Las pérdidas inevitables de la vida
Vivir también implica llorar. Aunque no queramos.
Llorar por ejemplo la muerte del que se fue sin aviso y deja nuestra alma en carne viva; o la pérdida de ese padre que fue faro y cuya mente se va apagando, aquel que estando cerca sentimos tan lejos. Llorar en secreto por ese hijo que sufre un maltrato; al cual abrazamos con la impotencia de no poder salvarlo del sufrimiento. O escuchar a esa amiga que quiebra en llanto porque su marido ha dejado el hogar que juntos construyeron. Y su vida está en ruinas.
Podas externas de la vida, como el empleo que un hombre pierde en esta Argentina quebrada, y que no implica sólo una silla vacía sino una familia arrojada al abismo; otras veces son mudanzas obligadas, o despedidas con los que más queremos. El nido vacío.
Pero también están las podas internas, que no por invisibles dejan de doler. Ese momento de la mitad de la vida, en el que decimos adiós a formas conocidas de mirar, pensar, sentir o actuar porque ya no nos representan. Que despedimos imágenes fabricadas de nosotros mismos que no sentimos genuinas, o personas que ya no nutren nuestro presente. Ramas que se cortan y dejan el tronco a la intemperie. Pérdidas necesarias. Pero pérdidas al fin.

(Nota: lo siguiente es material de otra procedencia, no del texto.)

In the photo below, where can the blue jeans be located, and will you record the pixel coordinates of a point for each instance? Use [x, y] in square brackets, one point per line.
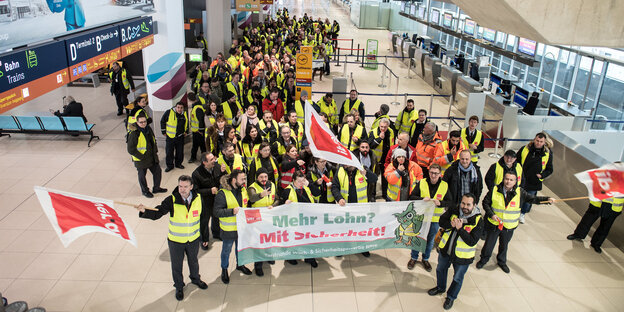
[433, 229]
[444, 262]
[226, 249]
[526, 207]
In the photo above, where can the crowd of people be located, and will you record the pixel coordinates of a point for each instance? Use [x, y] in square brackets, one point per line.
[247, 122]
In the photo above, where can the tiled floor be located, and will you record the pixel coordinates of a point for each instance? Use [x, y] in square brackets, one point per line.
[101, 273]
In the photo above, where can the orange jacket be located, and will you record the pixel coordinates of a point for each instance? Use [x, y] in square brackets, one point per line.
[395, 181]
[442, 154]
[425, 151]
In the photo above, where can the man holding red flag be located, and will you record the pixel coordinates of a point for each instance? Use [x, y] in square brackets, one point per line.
[184, 208]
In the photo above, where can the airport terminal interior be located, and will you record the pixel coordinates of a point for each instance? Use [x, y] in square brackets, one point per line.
[99, 272]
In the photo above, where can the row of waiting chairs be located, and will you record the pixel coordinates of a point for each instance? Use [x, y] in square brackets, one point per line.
[46, 125]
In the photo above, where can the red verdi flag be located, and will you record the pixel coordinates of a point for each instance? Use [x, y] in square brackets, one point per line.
[604, 182]
[324, 144]
[73, 215]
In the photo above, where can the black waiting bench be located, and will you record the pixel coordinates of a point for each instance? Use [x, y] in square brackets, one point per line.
[46, 125]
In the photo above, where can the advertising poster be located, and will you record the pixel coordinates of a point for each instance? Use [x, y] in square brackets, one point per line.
[28, 21]
[304, 230]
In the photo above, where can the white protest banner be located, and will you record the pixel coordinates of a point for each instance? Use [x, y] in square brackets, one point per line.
[304, 230]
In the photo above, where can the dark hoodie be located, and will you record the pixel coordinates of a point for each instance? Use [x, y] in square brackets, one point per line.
[220, 206]
[166, 207]
[150, 157]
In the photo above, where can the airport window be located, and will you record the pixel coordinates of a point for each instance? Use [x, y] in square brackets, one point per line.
[611, 102]
[565, 72]
[582, 77]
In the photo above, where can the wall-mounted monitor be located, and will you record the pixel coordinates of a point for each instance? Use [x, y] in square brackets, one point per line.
[489, 34]
[421, 12]
[469, 27]
[435, 17]
[527, 46]
[448, 20]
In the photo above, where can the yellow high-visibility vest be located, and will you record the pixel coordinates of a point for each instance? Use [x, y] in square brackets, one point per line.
[184, 224]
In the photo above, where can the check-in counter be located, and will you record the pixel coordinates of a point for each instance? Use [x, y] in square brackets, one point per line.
[464, 86]
[447, 82]
[432, 66]
[418, 59]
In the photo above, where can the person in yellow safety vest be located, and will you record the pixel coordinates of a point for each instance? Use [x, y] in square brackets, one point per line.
[236, 87]
[230, 161]
[352, 103]
[507, 163]
[350, 186]
[473, 138]
[432, 189]
[185, 209]
[269, 129]
[197, 75]
[299, 192]
[174, 126]
[264, 160]
[231, 109]
[262, 194]
[299, 106]
[402, 175]
[607, 210]
[296, 128]
[278, 148]
[462, 226]
[234, 60]
[351, 133]
[121, 84]
[320, 175]
[138, 110]
[448, 151]
[406, 117]
[502, 211]
[231, 197]
[250, 144]
[327, 105]
[537, 164]
[144, 150]
[198, 125]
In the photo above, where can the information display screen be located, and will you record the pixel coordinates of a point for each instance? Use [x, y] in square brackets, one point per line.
[435, 17]
[489, 34]
[29, 73]
[526, 46]
[448, 20]
[469, 27]
[421, 12]
[89, 52]
[136, 35]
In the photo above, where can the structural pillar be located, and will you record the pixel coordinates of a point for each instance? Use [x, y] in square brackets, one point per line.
[164, 61]
[218, 30]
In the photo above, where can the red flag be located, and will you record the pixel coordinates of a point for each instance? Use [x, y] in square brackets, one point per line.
[73, 215]
[324, 144]
[604, 182]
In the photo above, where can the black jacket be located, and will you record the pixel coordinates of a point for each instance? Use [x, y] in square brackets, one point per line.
[150, 157]
[533, 165]
[73, 109]
[220, 206]
[452, 177]
[471, 238]
[166, 207]
[524, 198]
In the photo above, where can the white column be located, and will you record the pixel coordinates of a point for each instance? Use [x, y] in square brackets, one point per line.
[218, 26]
[164, 61]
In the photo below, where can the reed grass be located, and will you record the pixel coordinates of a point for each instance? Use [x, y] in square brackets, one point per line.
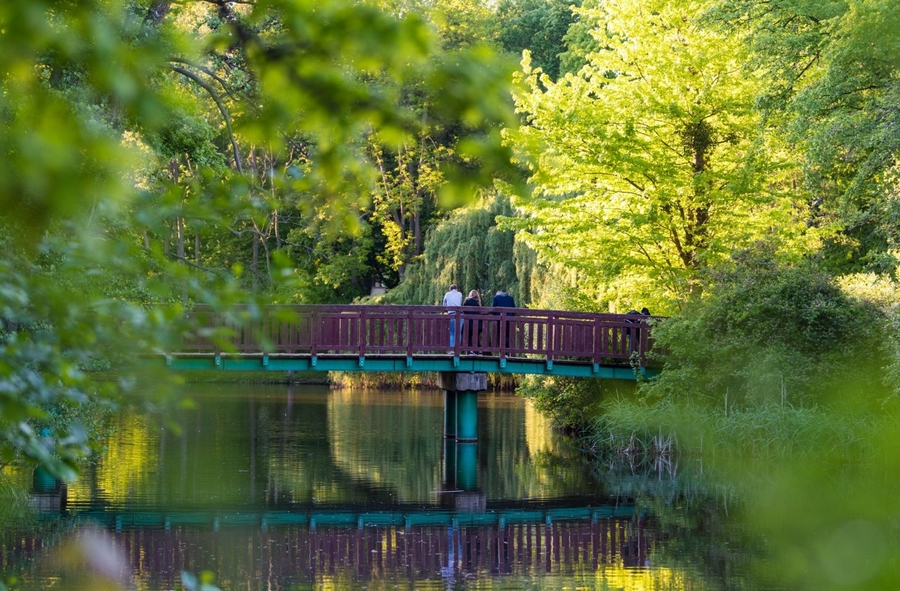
[666, 430]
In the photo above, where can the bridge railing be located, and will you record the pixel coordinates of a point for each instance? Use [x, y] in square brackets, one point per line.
[421, 330]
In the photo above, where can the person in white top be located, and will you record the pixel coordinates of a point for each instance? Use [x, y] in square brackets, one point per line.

Es la crisis de la mediana edad, se nos dice, donde una fuerza arrolladora nos pone contra la pared. Y no queda otra que destapar la olla para volver a encontrar las heridas, necesidades y miserias de siempre. También nuestro potencial creative dormido o desatendido. Nuestra oscuridad, la sombra con su aspecto negativo y positivo a la vez, al decir de Jung. Tantos llantos ahogados y rencores guardados. Lo no curado, lo no saldado, lo no perdonado, o lo no explorado y desarrollado. Que sale a la superficie como malhumor, queja, hastío o vacío. Y que a los 40 o 50 no podemos seguir ignorando si queremos seguir viviendo. Viviendo bien. Integrando lo antiguo y lo nuevo.
En ese umbral el pasado pesa, y el futuro es una pregunta. Y duele tal vez sentir que todo lo logrado es poco. ¿A dónde fueron a parar las metas y los sueños no vividos? La sensación de límite y debilidad nos golpea. ¿Muere la ilusión o muere el ego? Caen las máscaras de una personalidad que fue útil pero que hoy resulta obsoleta si nos encaminamos a ser más verdaderamente nosotros mismos. El timón se debilita, si es que alguna vez lo tuvimos en nuestras manos. Y nuestro jardín, el bonito de siempre ahora está sembrado de desconcierto y duda. Ni metas claras ni rumbo fijo. Toca el desierto y sus despojos.
Morir y vivir
Pero morir es parte inexorable de vivir. Nuestra existencia entera está atravesada por ese incesante dinamismo de muertes y resurrecciones. En una lógica antagónica: perder para encontrar, hundir para edificar. Aunque en el mientras tanto la poda duela. Y sobrevenga la tentación de huir de mil maneras: más trabajo, más cosas, más actividades, más viajes o amigos. En definitiva, más bullicio. Aquello que enajena y nos distrae de la posibilidad de entrar y habitar nuestra hondura. Buscando ese fondo del alma tan fugitivo como atrayente. Tarea inmensa e inacabable si la hay.
No existen respuestas al misterio de morir y renacer. Sí caminos y caminantes. Testigos de una sola certeza: la realidad de que cuanto más nos atrevemos a vivir y amar, más también nos exponemos a sufrir y a perder. Pero es posible que en el trayecto experimentemos una mayor vitalidad y libertad. Y podamos beber esa agua que brota de un manantial más profundo. Simple paradoja de nuestra compleja y apasionante condición de hombres.